Performance regression with IntStream.parallel.sum?

Mon Oct 28 01:11:31 PDT 2013

Hi Paul,

I made it a poor-mans benchmark without caliper or other third party deps. The code just loops infinitly and prints the time that it takes to compute the sum with three different flavors:
https://gist.github.com/szarnekow/7193025 

The numbers look really spooky to me, e.g. the first lines in the console look like this:

sum took 506 ms
parallelSumJava8 took 245 ms
sequentialSumJava8 took 896 ms

while it becomes a lot slower after a few iterations and converges to something along these lines:

sum took 448 ms
parallelSumJava8 took 1010 ms
sequentialSumJava8 took 975 ms

All default memory settings, no tuning args.
Unfortunately I cannot run this with b92 right now.
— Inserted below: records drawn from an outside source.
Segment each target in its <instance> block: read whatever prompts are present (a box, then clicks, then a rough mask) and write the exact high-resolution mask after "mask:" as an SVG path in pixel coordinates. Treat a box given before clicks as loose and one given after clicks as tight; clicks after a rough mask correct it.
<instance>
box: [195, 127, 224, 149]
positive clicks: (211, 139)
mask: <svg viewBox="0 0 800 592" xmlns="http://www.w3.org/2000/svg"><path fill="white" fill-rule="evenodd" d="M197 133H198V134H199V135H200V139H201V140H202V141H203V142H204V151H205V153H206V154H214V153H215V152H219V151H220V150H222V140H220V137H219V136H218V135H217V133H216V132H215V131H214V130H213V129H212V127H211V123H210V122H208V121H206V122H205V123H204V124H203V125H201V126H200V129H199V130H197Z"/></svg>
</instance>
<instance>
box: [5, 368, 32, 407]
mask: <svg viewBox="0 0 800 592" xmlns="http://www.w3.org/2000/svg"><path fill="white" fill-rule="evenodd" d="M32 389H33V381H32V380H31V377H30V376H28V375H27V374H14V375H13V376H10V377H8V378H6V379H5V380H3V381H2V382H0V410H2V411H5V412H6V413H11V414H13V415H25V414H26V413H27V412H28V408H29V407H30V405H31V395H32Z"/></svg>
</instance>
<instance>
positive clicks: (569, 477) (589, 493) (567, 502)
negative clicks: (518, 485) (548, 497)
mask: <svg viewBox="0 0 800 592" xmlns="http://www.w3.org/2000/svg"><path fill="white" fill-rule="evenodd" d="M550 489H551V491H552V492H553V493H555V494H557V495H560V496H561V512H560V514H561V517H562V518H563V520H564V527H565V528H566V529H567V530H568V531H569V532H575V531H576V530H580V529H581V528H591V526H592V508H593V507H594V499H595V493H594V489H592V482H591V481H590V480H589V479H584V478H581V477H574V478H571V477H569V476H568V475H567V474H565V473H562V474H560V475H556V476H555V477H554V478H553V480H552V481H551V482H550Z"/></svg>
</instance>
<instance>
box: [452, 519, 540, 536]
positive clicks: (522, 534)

Maybe that helps to analyze the regression.

Best regards,
Sebastian

On 27.10.2013, at 14:51, Paul Sandoz wrote:

> Hi Sebastian,
> 
> The code you have looks fine, but i am not familiar with Caliper. I presume the magnitude of those grey bars represents variance?
> 
> It's hard to know what might cause such a regression, especially when N is large (> 10^4) which should factor out the costs of going parallel, implying it could be something deeper in the stack. You have noted correctly that there should be no per-element boxing cost (just one box/unbox for the result)
> 
> I would need to run this myself to investigate. There is an outlier for SequentialSumJava8, 1000000 1.8.0-ea-b92 that makes me suspicious.
> 
> Paul.
> 
> On Oct 26, 2013, at 1:03 PM, Sebastian Zarnekow <Sebastian.Zarnekow at itemis.de> wrote:
> 
>> Hi,
>> 
>> I think I stumbled on some performance regression in b112. Please consider this simple code:
>> 
>> public class C {
>> 
>>   public int parallelSum(final int reps) {
>>       IntStream stream = Arrays.stream(array).parallel().map(e ->
>>               e * 5 * reps
>>       );
>>       int result += stream.sum();
>>       return result;
>>   }
>> 
>>   C() {
>>       this.length = 2;
>>       setUp();
>>       parallelSum(5);
>>   }
>> 
>>   private int[] array;
>>   private int length;
>> 
>>   protected void setUp() {
>>       array = new int[length];
>>       for(int i = 0; i < length; i++) {
>>           array[i] = 3 * i;
>>       }
>>   }
>> 
>>   public static void main(String[] args) {
>>       new C();
>>   }
>> }
>> 
>> which was extracted from some Caliper benchmark code. The benchmark results (code: https://gist.github.com/szarnekow/7168147) are here (produced with build 1.8.0-ea-b112):
>> 
>> https://microbenchmarks.appspot.com/runs/a0579577-2df9-4894-9b19-ac345f78b020#r:scenario.benchmarkSpec.methodName,scenario.benchmarkSpec.parameters.length
>> 
>> whereas the following results were produced with an earlier build (1.8.0-ea-b92)
>> 
>> https://microbenchmarks.appspot.com/runs/220a5db5-434c-43f3-9cd9-93ef869d51e8#r:scenario.benchmarkSpec.methodName,scenario.benchmarkSpec.parameters.length
>> 
>> Initially thought it can be tracked down to java.util.stream.IntPipeline#reduce(int, java.util.function.IntBinaryOperator) which ultimately causes boxing / unboxing in ReduceOps.makeInt.ReducingSink.get() but the benchmark results for a sequential stream contradicted that. Also it turned out that #get is only called once in the parallel scenario, too. So here I was on the wrong track. Is there some other information that I could provide to track this regression down? Should the code be written differently? 
>> 
>> Best regards,
>> Sebastian
>> 
>> 
> 
>